No thanks. I want something that is easy and intuitive from the start. The beginning of marketing a product is appealing to the user's laziness.

I also pointed out that the writing was not good. What you need, I told him blithely, is someone like me: someone who knows nothing about your product but who knows how to write and who will include instructions such as, "Now hit 'Enter.'"

I was hired (as a temp) for $15/hour, which was not too shabby for temp work, especially in 1993.

I soon discovered that much of my job was hanging out with Mark, a sweet, slightly nerdy (which is OK), 37-year-old Mormon virgin who had taken all the classwork for a PhD in psychology but had not written a dissertation. His job was to run the testing lab at BCC. There wasn't enough work, so after I would spend a few excruciatingly dull hours alone in a conference room editing manuals and then putting the changes into the electronic file, which was on the mainframe and for which one needed to use HTML because BCC was not going to be caught dead using Microsoft products, no matter how much their own product stank in comparison, Mark would find me and we would gab.

I asked him all about Mormons and why couldn't he have caffeine. He told me that it wasn't necessarily a restriction against caffeine but against stimulating beverages, which some in the church maintained were hot beverages and others maintained were caffeinated ones. Still, this did not put the church into schism as the one cuppers and the two cuppers of the Church of Christ have seen happen, so it must not have been an essential difference. What it meant for Mark was cases of 7 Up in his office that he got at Sam's Club.

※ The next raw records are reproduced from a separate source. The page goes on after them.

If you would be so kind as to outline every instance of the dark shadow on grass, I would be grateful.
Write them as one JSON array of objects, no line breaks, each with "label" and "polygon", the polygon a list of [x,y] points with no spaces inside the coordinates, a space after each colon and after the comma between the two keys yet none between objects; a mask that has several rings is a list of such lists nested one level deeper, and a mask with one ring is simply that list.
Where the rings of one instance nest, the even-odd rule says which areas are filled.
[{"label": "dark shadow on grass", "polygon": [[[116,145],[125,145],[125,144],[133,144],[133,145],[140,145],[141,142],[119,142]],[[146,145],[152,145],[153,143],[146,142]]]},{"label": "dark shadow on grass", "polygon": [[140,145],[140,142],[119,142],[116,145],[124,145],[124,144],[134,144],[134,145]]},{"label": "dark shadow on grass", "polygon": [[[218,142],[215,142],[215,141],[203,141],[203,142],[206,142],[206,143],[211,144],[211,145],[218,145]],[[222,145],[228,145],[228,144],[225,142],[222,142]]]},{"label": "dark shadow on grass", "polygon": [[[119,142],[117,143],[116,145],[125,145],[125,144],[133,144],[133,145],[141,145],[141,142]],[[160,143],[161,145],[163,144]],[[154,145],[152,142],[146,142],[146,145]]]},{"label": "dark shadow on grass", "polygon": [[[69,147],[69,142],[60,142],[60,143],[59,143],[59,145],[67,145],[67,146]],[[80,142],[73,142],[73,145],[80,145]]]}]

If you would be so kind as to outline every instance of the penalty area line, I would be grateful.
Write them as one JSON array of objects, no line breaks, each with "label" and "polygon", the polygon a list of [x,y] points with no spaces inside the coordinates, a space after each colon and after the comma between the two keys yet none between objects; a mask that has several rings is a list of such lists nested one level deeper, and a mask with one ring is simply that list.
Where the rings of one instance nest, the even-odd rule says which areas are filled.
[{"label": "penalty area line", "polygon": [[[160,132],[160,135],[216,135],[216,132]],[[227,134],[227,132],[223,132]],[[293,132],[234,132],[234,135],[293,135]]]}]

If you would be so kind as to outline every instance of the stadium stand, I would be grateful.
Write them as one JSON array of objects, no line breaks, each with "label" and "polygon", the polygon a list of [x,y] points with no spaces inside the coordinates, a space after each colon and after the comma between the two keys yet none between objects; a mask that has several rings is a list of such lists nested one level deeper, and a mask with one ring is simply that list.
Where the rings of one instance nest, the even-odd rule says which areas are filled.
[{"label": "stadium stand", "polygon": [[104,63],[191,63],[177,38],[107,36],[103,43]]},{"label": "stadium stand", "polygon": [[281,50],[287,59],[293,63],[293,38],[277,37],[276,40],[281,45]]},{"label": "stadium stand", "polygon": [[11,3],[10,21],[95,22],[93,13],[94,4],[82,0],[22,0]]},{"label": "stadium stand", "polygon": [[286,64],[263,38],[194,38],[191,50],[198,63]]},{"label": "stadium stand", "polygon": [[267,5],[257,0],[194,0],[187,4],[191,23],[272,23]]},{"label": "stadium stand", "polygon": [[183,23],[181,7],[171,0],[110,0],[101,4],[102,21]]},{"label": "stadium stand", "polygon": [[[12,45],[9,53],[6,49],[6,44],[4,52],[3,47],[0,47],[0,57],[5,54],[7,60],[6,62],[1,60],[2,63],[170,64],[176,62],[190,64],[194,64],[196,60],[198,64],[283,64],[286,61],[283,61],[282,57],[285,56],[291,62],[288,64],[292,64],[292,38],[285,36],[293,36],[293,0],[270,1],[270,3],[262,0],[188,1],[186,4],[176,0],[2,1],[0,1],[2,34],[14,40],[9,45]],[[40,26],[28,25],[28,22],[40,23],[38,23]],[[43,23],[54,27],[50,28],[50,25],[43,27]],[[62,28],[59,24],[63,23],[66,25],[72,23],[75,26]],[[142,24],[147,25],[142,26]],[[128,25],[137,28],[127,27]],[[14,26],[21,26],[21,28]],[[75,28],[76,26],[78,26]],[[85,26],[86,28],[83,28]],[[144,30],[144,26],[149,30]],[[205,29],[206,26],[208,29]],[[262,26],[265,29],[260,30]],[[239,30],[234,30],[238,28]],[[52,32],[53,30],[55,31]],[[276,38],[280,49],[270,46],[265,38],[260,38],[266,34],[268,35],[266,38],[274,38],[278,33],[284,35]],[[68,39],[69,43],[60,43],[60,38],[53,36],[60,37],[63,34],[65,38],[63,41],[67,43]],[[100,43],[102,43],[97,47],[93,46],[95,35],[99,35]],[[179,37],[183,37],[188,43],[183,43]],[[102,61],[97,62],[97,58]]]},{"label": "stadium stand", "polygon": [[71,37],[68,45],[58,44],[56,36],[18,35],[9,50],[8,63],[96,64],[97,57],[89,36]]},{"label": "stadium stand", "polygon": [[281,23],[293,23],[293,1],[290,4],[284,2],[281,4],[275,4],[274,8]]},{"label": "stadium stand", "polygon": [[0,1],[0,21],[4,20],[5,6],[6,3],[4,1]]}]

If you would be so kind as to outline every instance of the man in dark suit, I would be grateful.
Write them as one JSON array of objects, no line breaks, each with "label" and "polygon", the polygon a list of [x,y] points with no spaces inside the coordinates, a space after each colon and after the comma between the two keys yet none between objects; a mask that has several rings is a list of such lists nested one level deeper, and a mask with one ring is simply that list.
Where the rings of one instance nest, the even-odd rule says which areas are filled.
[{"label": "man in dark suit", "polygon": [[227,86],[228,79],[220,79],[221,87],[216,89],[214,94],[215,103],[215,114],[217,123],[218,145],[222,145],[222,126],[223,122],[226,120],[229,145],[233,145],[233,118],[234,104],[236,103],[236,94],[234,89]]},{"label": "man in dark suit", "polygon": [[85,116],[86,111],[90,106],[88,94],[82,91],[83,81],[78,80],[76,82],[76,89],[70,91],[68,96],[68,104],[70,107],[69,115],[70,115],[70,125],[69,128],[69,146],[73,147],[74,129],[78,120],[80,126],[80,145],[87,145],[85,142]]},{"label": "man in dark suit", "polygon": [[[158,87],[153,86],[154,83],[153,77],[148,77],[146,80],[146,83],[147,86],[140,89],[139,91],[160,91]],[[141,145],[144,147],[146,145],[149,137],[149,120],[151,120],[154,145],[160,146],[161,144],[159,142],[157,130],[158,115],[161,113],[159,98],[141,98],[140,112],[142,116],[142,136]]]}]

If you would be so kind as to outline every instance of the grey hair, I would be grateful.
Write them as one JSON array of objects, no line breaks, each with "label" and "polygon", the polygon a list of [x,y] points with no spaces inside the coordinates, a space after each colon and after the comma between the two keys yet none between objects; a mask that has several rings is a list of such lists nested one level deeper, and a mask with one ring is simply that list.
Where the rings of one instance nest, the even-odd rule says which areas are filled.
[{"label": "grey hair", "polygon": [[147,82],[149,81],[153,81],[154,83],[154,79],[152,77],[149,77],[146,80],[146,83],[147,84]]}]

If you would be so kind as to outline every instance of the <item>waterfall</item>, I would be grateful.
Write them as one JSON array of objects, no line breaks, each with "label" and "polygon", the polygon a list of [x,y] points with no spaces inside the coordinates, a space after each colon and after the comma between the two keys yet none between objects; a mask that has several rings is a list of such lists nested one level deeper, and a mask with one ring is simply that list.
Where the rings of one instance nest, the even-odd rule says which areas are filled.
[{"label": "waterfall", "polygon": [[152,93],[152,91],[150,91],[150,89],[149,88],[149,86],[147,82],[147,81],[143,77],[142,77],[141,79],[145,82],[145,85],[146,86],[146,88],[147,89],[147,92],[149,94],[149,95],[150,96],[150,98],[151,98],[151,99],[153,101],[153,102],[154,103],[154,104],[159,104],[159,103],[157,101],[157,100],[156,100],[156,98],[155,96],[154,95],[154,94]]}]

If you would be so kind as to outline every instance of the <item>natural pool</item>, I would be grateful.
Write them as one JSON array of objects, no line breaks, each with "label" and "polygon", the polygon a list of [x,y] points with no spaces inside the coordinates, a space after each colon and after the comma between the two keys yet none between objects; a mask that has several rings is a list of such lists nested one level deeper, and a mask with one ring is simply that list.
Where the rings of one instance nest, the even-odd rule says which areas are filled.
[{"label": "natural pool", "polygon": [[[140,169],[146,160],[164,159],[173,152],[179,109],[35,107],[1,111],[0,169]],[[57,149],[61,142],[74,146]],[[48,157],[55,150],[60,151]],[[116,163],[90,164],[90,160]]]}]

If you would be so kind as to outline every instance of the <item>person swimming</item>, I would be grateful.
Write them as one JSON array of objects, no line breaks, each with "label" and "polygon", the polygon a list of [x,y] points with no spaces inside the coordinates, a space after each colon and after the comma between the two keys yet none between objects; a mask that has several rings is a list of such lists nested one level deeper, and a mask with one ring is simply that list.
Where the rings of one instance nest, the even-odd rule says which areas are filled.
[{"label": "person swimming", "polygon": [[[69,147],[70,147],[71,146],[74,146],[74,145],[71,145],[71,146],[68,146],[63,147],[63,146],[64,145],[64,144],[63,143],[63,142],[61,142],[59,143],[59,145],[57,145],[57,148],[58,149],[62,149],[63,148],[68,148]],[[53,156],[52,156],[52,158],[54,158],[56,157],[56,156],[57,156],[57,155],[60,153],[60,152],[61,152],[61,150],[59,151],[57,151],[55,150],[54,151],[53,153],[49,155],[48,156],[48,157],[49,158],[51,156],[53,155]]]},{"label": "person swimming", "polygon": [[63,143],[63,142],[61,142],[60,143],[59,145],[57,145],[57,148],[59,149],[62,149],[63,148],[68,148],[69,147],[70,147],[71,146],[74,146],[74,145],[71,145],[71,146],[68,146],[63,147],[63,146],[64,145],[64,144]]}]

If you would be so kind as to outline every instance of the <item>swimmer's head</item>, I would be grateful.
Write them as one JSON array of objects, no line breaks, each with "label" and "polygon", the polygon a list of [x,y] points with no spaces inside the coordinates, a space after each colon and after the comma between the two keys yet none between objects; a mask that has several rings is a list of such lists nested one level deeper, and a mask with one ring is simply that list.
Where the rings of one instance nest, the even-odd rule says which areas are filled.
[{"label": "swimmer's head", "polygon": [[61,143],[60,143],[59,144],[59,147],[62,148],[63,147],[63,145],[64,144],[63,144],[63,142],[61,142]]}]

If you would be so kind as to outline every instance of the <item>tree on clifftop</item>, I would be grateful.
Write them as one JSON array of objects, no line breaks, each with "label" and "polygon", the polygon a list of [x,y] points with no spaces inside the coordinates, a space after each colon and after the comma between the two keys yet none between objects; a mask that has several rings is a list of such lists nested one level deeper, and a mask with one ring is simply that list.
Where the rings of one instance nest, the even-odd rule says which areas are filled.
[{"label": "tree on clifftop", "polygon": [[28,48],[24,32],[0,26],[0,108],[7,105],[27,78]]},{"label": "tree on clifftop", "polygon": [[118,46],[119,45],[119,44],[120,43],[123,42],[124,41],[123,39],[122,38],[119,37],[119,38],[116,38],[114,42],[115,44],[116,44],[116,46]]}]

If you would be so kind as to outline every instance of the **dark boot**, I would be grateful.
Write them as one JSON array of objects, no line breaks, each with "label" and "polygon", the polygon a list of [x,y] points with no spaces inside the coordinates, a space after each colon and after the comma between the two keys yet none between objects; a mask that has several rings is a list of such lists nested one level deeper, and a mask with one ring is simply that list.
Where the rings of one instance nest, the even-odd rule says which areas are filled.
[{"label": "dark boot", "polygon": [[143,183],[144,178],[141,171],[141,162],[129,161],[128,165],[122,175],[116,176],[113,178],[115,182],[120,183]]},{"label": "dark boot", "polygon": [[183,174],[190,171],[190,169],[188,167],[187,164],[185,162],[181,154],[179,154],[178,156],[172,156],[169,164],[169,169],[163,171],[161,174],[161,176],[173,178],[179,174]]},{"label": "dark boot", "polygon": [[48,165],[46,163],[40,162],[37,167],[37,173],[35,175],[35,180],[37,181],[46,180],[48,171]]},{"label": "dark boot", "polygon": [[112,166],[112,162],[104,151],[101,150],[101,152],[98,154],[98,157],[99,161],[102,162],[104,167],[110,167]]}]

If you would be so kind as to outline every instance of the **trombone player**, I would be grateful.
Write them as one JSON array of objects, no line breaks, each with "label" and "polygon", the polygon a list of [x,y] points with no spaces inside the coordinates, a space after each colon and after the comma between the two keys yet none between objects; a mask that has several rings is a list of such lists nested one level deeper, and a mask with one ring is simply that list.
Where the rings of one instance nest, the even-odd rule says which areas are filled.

The soda worked well to wash down the ranch flavored corn nuts that he also bought by the case and had stacked precariously behind his desk.

We talked about the Jesus Jammies. He was not so eager to discuss theories of the jammies or even tell me what they looked like** but I'm sure he was intrigued and perhaps convinced at my suggestion that the man who originally came up with the idea also happened to find himself the owner of a factory that made underwear.

Meanwhile, back at the ranch, my friend Laura had set me up with an acquaintance from work. I had gone out with this guy once or twice, but he wasn't as interested in me as I was in him. He went out of town one weekend and returned to tell me that he had been in San Francisco with another woman.

She is beautiful, he told me, but I can talk to you.

I took that about as well as any normal woman would.

I shared all the acquaintance drama with Mark. All the, He loves me, He loves me not baloney that insecure, low self esteem women do when A Man Is Not Calling. The proper response, of course, is To Go On With Your Life, but I was young and stupid back then and made many, many mistakes.

Mark was interested and wanted to know more. This was OK. We were just friends, right? I had sensed some interest, but he was my boss. He would never do anything unprofessional.

Like ask me out.

So I kept telling him all my romantic woes and he kept sympathizing and I didn't get a whole lot of work done, although I got done all the work Mark gave me. It was boring. Mark was not so busy either. We goofed off together and nobody saw us because BCC was housed in a building with passkey-only grim gray hallways and hidden offices. In my time there, I saw only three other employees once I was past the lobby.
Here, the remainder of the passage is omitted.